Besides the psychological impact, eczema also inflicts a huge economic burden on patients and imposes substantial direct and indirect costs with a large proportion arising from out-of-pocket expenses (37 per cent according to US statistics). It has been estimated that atopic eczema (also known as atopic dermatitis or AD) costs over USD$5 billion annually in the United States of America. In Singapore, the average annual cost per child with AD was estimated at USD$7,943 in 2017. Besides excess health care expenditure, eczema also imposes costs in the form of lost productivity and foregone economic growth as a result of lost work days, lower productivity at work and morbidities in terms of itch and loss of sleep. This often leads to a continual vicious spiraling cycle between psychological stress and economic burden.

Fortunately for John and Jason, growing up with this chronic skin condition together has allowed them to encourage each other throughout their long patient journey. Having this brotherly emotional support goes a long way to help them cope with their rigorous skin care routines and avoid triggers. But for many similarly struggling adolescent patients, the social, peer and school support becomes very important. Such things should not be left to chance.

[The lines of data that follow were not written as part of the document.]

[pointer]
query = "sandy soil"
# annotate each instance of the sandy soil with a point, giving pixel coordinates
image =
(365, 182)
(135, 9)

Hence, it is important for healthcare physicians as well as parents and caregivers to be vigilant for psychiatric symptoms in both children and adult patients with atopic dermatitis. Adequate emphasis should be placed on managing these psychiatric co-morbidities to reduce the overall burden of skin disease. Specific interventions could include monitoring patients for mood-related changes and implementing early psychosocial interventions. Counsellors and psychologists could be included as part of a holistic eczema care model. Recent clinical trials have also illustrated that if the eczema condition is improved, the burden of psychiatric comorbidities can be reduced. This further highlights the importance of timely intervention in this common skin condition.

*Names have been changed for privacy.

Yew Yik Weng is a Consultant Dermatologist at the National Skin Centre (NSC) with strong clinical and research interests in atopic eczema. He is also currently the consultant in charge of Eczema Clinic and deputy head of Research Division in NSC. He is active in various types of research in atopic eczema and his main area of interests is to understand the disease prevalence, co-morbidities and burden of atopic eczema in Singapore.